Steele was promoted to captain, and master of London intellectuals, and began to write. Literary fame came to him with comedy funeral, . Trend or sadness (The Funeral, . or Grief A-la-mode, . 1701), . where derided the new funeral ritual, the Liar-lover, . or female friendship (The Lying Lover, . or Ladies' Friendship, . 1703) by Liar P. Corneille, and gentle man, . Completed or fools (The Tender Husband, . or The Accomplished Fools, . 1703) on the Sicilians and ridiculous prude Moliere,
. In these plays, . as well as in magazine essays, and his last comedy sincere lovers (The Conscious Lovers, . 1722), . written explanation of Girls with Andros Terence, . Steele carefully avoided 'immorality and brutality', . inherent drama 17,
In 1709 Steele began to compose a series of essays, which brought him a solid reputation.
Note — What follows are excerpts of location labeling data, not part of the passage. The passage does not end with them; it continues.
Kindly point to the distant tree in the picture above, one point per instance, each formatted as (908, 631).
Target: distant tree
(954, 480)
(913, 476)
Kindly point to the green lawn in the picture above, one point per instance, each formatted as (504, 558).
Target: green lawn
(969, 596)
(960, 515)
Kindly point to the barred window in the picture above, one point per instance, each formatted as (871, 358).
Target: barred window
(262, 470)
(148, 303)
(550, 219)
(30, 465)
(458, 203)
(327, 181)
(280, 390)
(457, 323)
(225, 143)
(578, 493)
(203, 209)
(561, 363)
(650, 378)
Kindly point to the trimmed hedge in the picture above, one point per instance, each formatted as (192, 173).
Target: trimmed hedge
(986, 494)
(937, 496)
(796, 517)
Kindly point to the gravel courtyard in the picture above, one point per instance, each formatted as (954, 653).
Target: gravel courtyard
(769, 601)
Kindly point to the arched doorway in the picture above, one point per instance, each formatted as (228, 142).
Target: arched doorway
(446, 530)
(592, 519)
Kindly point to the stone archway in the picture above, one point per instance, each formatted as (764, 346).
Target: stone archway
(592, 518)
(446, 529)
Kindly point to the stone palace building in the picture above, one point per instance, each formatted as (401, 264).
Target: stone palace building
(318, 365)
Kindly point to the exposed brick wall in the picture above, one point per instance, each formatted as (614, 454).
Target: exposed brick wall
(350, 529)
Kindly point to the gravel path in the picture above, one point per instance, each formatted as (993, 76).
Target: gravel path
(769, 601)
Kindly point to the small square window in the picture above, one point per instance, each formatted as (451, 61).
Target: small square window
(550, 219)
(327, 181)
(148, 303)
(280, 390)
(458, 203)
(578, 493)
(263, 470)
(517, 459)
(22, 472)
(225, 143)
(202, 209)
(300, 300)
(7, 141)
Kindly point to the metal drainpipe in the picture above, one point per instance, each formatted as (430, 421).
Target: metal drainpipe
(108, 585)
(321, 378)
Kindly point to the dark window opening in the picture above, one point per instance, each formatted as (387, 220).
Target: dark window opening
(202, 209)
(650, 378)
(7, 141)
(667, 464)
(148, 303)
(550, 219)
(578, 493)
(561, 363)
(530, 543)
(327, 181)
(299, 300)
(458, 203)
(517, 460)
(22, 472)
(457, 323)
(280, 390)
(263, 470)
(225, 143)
They were published in the journals 'Chatter' ( 'The Tatler', . 1709-1710), . blshuyu of the materials for which he wrote himself, . Although participation and other writers, . primarily Addison; 'spectator' ( 'The Spectator', . 1711-1712), . Steele, who published with Addison, . wrote the essays there blshuyu part; 'The Guardian' ( 'The Guardian', . 1713), . where among other cooperated A. Pop and Dzh.Berkli; and 'Englishman' ( 'The Englishman', . 1 st Issue 1713-1714, . 2 nd - 1714), . which was devoted to questions of succession,
In the journal 'Englishman', as well as a number of pamphlets, of which deserve special mention Crisis (The Crisis, 1714) and written by Mr. Steele apology for himself and his works (Mr. Steel's Apology for Himself and His Writings, 1714), Steele defended the principles of the Whig. He was a member of parliament under Queen Anne, but in March 1714 was expelled for fiery writings in defense of Whig. However, several months later, when the reign of George I and the Whigs returned to power, Steele was re-elected to Parliament. In addition, he became director of the theater 'Drury Lane', and in 1715 was elevated to the dignity of knighthood.
Twice married to the owner of a considerable fortune, Steele was an extremely wasteful. In 1724, because of debts and failing health he was forced to move to Wales. Steele died in Karmantene September 1, 1729.